Evaluation

The participants can log in on this web site and submit results for evaluation. Each submission must be accompanied by an abstract describing the proposed method or description of the difference of the method from previous submissions.

Our main goal is to evaluate automatic methods for mitosis detection. However, methods that require or use some degree of user interaction are acceptable, provided they still offer benefit over fully manual mitosis counting. The user interaction must be described in the submitted abstract (see below), and if applicable, the output from the user interaction should be uploaded along with the results. All methods that require user interaction will be designated as semi-automatic when the results of the challenge are presented.

Results format

The results must be submitted as a CSV file, one for each HPF, with the same filename as the HPF it refers to. Each row in the CSV file must correspond to one detected mitotic figure location. The first two columns must contain the image coordinates of the detection.

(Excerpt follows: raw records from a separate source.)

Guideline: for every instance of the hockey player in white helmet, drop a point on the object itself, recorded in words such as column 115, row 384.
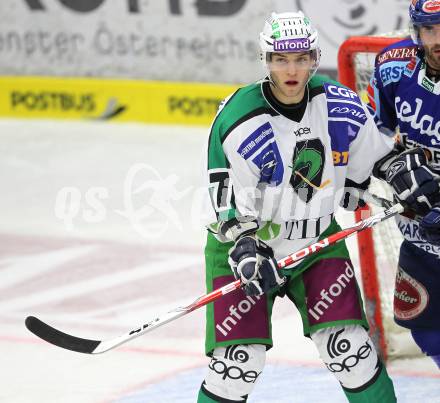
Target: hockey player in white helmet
column 282, row 155
column 405, row 95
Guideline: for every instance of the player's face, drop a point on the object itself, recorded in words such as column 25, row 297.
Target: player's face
column 290, row 73
column 430, row 37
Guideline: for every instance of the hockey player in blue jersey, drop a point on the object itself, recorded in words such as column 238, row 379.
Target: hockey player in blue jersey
column 405, row 94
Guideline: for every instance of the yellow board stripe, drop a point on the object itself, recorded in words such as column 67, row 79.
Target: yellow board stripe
column 118, row 100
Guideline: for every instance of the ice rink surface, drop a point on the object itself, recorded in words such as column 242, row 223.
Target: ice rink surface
column 100, row 231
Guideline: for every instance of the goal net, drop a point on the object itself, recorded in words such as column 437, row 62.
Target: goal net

A third optional column in the CSV file can contain a confidence value for the detection. If the participants submit the results in this format, then they must provide a threshold for the confidence value, such that all objects with confidence above the threshold are considered detected mitotic figures. The threshold value must be identical for all HPFs from all patients. If the third column is not provided, all objects in the CSV file will be considered as detected mitotic figures. Although for the evaluation of results we do not consider the confidence values of the detected mitotic figures (see below), this information might be used in the summary paper to plot free response ROC curves or other similar graphs.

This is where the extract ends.